Many Chinese herbs and formulations have been used safely for centuries in the hands of trained TCM practitioners. It is important to recognize, however, that data on drug-herb interactions are scarce, and there are clear contraindications to the use of specific herbs in certain populations, such as pregnant women.

Discontinuing conventional medications in favor of herbal formulations may lead to serious complications such as significant hyperglycemia, and combining conventional hypoglycemic agents with herbal preparations without proper monitoring could lead to hypoglycemia.

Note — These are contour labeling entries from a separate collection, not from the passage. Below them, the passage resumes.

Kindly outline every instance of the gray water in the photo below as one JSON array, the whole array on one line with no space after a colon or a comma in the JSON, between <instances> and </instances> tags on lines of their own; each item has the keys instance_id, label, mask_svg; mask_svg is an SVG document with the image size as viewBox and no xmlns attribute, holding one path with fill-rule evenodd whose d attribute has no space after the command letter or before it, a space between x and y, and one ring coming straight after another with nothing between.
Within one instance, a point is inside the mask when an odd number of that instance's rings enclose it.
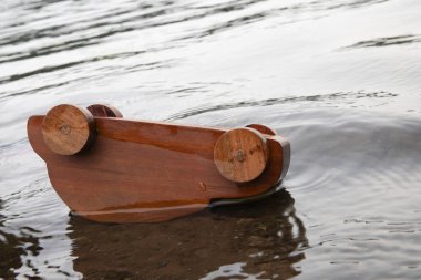
<instances>
[{"instance_id":1,"label":"gray water","mask_svg":"<svg viewBox=\"0 0 421 280\"><path fill-rule=\"evenodd\" d=\"M0 3L0 277L420 279L421 1ZM61 103L290 139L286 190L168 222L70 217L25 136Z\"/></svg>"}]
</instances>

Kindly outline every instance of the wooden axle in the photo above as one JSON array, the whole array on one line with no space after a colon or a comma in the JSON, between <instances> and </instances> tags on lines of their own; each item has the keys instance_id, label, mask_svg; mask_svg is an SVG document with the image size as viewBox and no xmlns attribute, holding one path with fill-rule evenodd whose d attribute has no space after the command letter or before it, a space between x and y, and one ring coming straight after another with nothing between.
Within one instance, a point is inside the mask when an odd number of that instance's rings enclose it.
<instances>
[{"instance_id":1,"label":"wooden axle","mask_svg":"<svg viewBox=\"0 0 421 280\"><path fill-rule=\"evenodd\" d=\"M264 125L226 131L129 121L100 104L31 116L28 135L63 201L97 221L161 221L215 199L258 196L289 166L289 142Z\"/></svg>"}]
</instances>

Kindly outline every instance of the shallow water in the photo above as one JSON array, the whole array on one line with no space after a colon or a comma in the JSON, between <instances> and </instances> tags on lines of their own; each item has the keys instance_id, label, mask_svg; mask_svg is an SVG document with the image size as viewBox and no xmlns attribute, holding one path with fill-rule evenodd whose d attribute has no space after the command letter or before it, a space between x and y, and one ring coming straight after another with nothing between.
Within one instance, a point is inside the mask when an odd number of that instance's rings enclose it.
<instances>
[{"instance_id":1,"label":"shallow water","mask_svg":"<svg viewBox=\"0 0 421 280\"><path fill-rule=\"evenodd\" d=\"M421 2L0 3L0 277L419 279ZM53 105L292 145L287 191L154 225L70 217L27 136ZM114 257L115 256L115 257Z\"/></svg>"}]
</instances>

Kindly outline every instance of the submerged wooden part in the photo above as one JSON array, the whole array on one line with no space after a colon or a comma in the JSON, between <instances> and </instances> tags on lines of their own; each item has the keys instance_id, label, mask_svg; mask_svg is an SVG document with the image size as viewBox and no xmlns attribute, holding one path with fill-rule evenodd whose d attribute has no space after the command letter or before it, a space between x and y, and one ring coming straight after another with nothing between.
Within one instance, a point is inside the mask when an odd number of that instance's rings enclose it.
<instances>
[{"instance_id":1,"label":"submerged wooden part","mask_svg":"<svg viewBox=\"0 0 421 280\"><path fill-rule=\"evenodd\" d=\"M284 156L288 142L267 136L266 169L255 180L237 184L214 164L214 147L225 129L109 117L95 117L97 135L89 151L62 156L44 144L43 118L28 121L33 149L69 208L96 221L161 221L203 209L210 199L258 195L289 165Z\"/></svg>"}]
</instances>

The Food and Drug Administration (FDA) does not regulate herbs, minerals, animal products, and patent formulas that come into the United States from China. Herbal products are considered dietary supplements according to the Dietary Supplement and Health Education Act (DSHEA) of 1994; therefore, the manufacturers do not need FDA approval or evaluation for safety, purity, and efficacy before bringing their products to market. There have been reports of some formulas imported from China containing heavy metals such as lead and mercury and of others being deliberately adulterated with conventional Western pharmaceuticals, such as corticosteroids, anti-inflammatory agents, and benzodiazepines.